Carla Melan’s daughter, Siena Melan, 12, wrote a letter read aloud to the court and Judge Stephen Siegel in which she described Kolibas as “giving me the knowledge in life that I will not be turned in in schools”. Siena Melan wrote that she feared she too could be hurt if she looked at a man like Young the wrong way while walking to and from school.

“When I found out he was killed, it scared me knowing that the man who killed him is on the loose and that we don’t know he won’t hurt or kill again,” Siena Melan wrote.

Joseph Dale Young
Joseph Dale Young

In a joint statement written by Slosson and Carla Melan, read during the hearing, the women wrote of Kolibas’ compassion for his friends and ability to bring lightness to even the worst of times.

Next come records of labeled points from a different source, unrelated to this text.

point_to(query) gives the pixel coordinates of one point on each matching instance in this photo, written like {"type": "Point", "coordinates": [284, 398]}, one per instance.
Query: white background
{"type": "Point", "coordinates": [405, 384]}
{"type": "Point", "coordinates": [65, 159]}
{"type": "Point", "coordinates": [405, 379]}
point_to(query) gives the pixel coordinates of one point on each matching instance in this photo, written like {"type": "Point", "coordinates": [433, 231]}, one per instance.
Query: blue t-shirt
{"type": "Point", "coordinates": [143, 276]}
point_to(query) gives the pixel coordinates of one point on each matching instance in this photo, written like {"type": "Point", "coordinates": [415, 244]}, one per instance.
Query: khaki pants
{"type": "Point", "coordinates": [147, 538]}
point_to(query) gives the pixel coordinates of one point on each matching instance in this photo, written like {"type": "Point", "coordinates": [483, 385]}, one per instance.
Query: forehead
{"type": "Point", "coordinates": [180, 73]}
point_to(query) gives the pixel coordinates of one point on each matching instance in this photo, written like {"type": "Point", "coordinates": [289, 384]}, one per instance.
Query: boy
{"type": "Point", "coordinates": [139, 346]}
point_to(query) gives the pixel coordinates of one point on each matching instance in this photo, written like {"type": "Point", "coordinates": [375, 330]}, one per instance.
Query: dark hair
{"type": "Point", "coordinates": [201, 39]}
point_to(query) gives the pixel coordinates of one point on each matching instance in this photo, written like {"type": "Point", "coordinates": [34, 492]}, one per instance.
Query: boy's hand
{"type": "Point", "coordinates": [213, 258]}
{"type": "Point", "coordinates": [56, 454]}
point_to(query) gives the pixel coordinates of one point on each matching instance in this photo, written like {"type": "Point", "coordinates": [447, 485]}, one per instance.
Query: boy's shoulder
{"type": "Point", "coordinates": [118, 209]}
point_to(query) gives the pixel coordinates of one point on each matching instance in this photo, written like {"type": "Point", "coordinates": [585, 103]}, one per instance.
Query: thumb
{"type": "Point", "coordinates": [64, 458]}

“He was a light in the lives of so many of us, a kind and gentle soul who went out of his way to make those around him feel seen and appreciated,” Slosson and Carla Melan wrote.

Kolibas was very energetic, sometimes at the wrong times and could be like a teenager who you had to shout ‘stop’ at, the three friends said outside court. However, Kolibas’ “good, bad and ugly” was not worth taking his life, Melan said.

“They look at it like he was just a homeless drug addict and it didn’t matter if he died,” Slosson said. “But that wasn’t it. Todd was much loved.”